Sarà la storia, come sempre, a emettere la sua sentenza definitiva e senza appello sullo spettacolo, così come ha fatto con infinite altre opere ritenute “blasfeme” nel loro tempo e poi, magari, rivalutate o lette diversamente dalle generazioni successive. È il caso, ad esempio, del Caravaggio, al secolo Michelangelo Merisi, e della sua Madonna dei palafrenieri, tela conservata oggi alla Galleria Borghese di Roma. L’opera, destinata nel 1605 all’altare della chiesa di Sant’Anna in Vaticano, venne subito ritirata perché ritenuta blasfema, oltre che eretica. Gesù infatti – ritratto “scandalosamente” nudo in età non più puerile (a circa sei anni) e tenuto da una Madonna troppo “scollata”, la cui immagine oltretutto era stata ispirata all’artista da una nota prostituta romana – nella tela posava il suo piede su quello della Madonna nell’atto di schiacciare la testa al serpente, circostanza che sembrava favorire teologicamente le tesi protestanti – in un tempo ancora troppo vicino alla rottura di Lutero con Roma – sul ruolo della Grazia da attribuirsi, per i luterani, esclusivamente a Gesù e, per i cattolici, invece principalmente a Maria. Mutatis mutandis è poi forse il caso, per venire a tempi più recenti, del lungometraggio L’age d’or (1931) di Luis Buñuel e Salvador Dalì, uno dei manifesti di quel Surrealismo dissacratore di ogni autorità costituita, fra cui la gerarchia ecclesiastica, incarnazione “cult” dello spirito antiborghese e anticlericale del periodo tra le due guerre. Il film venne ritenuto gravemente offensivo dei valori cristiani e ritirato dalle sale per avere fra l’altro rappresentato il Duca di Blangis, peccatore incallito, nelle sembianze di Gesù. Ebbene quegli stessi autori, Buñuel e Dalì, pur in una dimensione oniricamente dissacratrice della religione, nella loro produzione artistica hanno riservato un grande spazio alla tematica religiosa e rappresentano oggi, comunque la si veda, una tappa fondamentale per capire lo spirito religioso dell’epoca. Discorsi analoghi potrebbero farsi per Jesus Crist Superstar, film certamente non “ortodosso” e forse neanche espressione autentica del Vangelo, ma opera neppure da stigmatizzare senza appello, se ancor oggi costituisce per qualcuno un primo “eterodosso” approdo alla conoscenza del Volto del Salvatore. E gli esempi si potrebbero moltiplicare.
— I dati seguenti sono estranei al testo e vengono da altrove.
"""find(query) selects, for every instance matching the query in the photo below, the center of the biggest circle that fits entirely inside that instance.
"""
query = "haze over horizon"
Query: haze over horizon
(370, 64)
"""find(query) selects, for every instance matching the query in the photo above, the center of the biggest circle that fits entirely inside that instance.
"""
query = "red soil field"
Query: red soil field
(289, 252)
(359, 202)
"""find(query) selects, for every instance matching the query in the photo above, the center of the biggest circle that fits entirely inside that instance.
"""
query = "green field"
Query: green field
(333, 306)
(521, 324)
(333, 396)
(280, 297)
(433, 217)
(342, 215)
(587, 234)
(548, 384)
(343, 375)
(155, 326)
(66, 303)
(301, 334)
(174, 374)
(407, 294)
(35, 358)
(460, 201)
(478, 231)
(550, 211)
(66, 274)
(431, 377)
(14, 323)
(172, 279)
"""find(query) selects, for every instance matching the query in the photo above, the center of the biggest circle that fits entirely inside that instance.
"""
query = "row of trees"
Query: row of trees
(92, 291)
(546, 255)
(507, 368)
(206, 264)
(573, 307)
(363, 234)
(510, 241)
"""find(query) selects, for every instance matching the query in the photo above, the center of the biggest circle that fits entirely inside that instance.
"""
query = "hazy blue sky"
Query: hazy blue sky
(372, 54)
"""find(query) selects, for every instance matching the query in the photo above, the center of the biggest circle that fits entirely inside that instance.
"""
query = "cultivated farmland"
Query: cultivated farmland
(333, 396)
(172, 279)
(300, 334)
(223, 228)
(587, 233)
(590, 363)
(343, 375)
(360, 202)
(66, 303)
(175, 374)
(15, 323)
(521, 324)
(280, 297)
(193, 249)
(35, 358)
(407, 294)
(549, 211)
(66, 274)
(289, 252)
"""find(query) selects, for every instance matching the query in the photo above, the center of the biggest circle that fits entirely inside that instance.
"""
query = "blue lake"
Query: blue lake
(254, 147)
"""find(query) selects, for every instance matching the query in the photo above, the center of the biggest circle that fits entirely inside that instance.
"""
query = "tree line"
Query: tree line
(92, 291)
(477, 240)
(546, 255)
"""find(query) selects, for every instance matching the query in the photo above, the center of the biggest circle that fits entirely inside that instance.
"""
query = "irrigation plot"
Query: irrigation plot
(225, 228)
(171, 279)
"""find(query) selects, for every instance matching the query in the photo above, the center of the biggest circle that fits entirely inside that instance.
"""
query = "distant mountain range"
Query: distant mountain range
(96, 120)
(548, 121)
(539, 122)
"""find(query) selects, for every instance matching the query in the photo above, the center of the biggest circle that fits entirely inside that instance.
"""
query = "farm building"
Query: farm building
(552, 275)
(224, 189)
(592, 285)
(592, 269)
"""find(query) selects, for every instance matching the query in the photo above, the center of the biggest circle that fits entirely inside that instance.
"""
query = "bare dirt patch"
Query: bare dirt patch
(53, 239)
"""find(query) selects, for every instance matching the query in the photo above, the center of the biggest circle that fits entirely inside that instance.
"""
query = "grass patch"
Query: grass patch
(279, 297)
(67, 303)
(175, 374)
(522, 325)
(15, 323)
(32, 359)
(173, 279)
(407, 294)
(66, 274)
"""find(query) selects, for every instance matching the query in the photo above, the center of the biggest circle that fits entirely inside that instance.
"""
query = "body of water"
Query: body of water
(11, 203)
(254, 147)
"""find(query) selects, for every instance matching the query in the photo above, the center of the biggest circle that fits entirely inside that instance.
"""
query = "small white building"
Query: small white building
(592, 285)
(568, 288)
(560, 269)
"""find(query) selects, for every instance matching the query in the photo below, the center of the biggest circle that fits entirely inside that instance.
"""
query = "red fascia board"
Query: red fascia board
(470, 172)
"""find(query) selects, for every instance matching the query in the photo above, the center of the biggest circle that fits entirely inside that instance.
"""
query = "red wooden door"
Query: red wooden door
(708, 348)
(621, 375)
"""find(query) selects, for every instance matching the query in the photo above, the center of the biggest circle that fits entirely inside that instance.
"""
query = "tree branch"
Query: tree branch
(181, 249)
Un’ultima considerazione, forse consolatoria ma cercando di essere il meno possibile ingenui. Come anche l’ultima edizione della Biennale di Venezia ha mostrato, il soggetto religioso, alla faccia della secolarizzazione, è tra quelli che più ispirano l’arte contemporanea. Come a dire che il repertorio simbolico cristiano, pur interpretato con estrema (anarchica?) libertà dagli artisti, non viene (ancora?) messo in soffitta. Anche se purtroppo – è quasi retorico dirlo – raramente produce quel “bello autentico” che, come ha detto il Papa agli artisti incontrandoli nella Cappella Sistina il 21 novembre 2009, «porta a un confronto serrato con il vissuto quotidiano, per liberarlo dall’oscurità e trasfigurarlo, per renderlo luminoso, bello».